I have no great guru-like theory myself about this type of connecting, but I’ve read, or maybe heard, the following one somewhere, and it makes sense to me. This theory is based on the assumption that reincarnation is a fact and that we will live our way through multiple lives on this plane before moving on to the next. It proposes that we go through eternity with a set group of kindred spirits, or soul mates if you prefer, with whom we are always connected. Our relationships change from one lifetime to the next. Husband/wife. Parent/child. Siblings. Friends.
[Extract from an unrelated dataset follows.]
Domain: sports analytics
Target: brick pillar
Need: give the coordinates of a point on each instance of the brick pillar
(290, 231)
There is the inevitable ebb and flow which naturally takes on different dimensions when the vast breadth of time is considered, but the connections are always evident to us.

What’s funny to me is that the people most likely to be spouting the soul mates line are those least likely to be introspective enough about relationships to require likeness of mind in a prospective mate to justify the label in the first place. It is purely a physical thing with them. It is love at first sight with a heavy emphasis on sight. The sharing of ideas and values is less important than the establishment of mutual chemistry. In my opinion that is not what is meant by soul mates, as they explain it, and is certainly not kindred spirits as I know it. A poster on the board wrote something to the effect that she didn’t believe that two people could, or would, reveal their innermost thoughts via email or on the phone. I suppose that is true for some. For me it would be impossible to keep myself to myself and from someone with whom I felt I already knew. I trusted Rob with my first blog entries before we even began to correspond in earnest. My blog was raw and rambling and much of what I wrote could have been easily misinterpreted, but I knew I could trust him and he has more than shown that my trust is well-placed.

When I read about looking for another soul mate, I am puzzled. Kindred spirits seek each other out and with the help of destiny, cross time and space to be reunited. There are 1500 miles and an international border between Rob and I. There was a 10 year age gap between myself and Will. Rob and his late wife, Shelley, were born 2300 miles apart, but in each case it was meant to be; we all found each other. It is not a matter of finding however so much as being found which for the most part means simply being open to the possibility.